It was early in my teaching career when I had an experience that truly opened my mind about the power of ‘miseducation’ and how easily the dominant narrative can influence young people to develop their individual perspective…
As I walked the halls as part of my supervision duty I heard some loud noise and chanting from around the corner. As I approached to see what was happening I was met by an excited group of grade 10 students in the midst of their final project for their Civics class. They were involved in an assignment where each student was protesting a common issue from various Canadian perspectives - a great authentic learning opportunity for all the students participating. As the students streamed past me carrying their protest signs, many dressed in character; you could feel and see their engagement. It wasn’t until the final two students in the class rounded the corner into my view that my heart completely sank.
The two students, who I knew well and would be considered high academic achievers in their cohort, had been assigned the role of providing a First Nations’ perspective on the issue. To my surprise the way I, as a Haudenosaunee person, was represented was through one student donning a Plains style ceremonial headdress, and the other student donning a replica hatchet, war paint, and a sign that read “stay off our land”. To the untrained eye this may have perhaps gone unnoticed or unchecked. However, as a First Nations person, I found the characterization and stereotypical portrayal problematic. Moreover, I thought about the First Nations’ students who witnessed this event and I thought about what might have been running through their minds.

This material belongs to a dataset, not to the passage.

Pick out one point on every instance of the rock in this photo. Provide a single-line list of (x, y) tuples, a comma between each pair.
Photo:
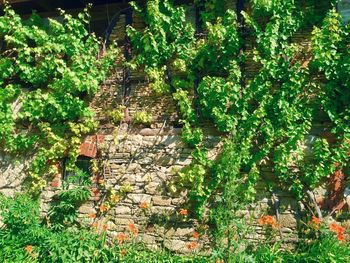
[(122, 210), (138, 198), (161, 201), (182, 232), (175, 245), (149, 132), (151, 188), (85, 209)]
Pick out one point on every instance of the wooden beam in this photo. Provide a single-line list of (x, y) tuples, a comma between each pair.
[(13, 1)]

In that moment so much went through my thought process, but the thing that resonated with me the most was not that these two students had perpetuated hundreds of years of stereotypes, rather it was about the role that I/we as educators can play in re-education and unlearning the colonial narrative. When I look back at this event, and think about the learning opportunities that followed for that particular class and teacher, I recognize the value of constructive dialogue. On a personal level, it was from that particular occurrence that entirely changed my practice as an educator to be more explicit in teaching about stereotypes, bias, assumptions, voice, and dominant narratives.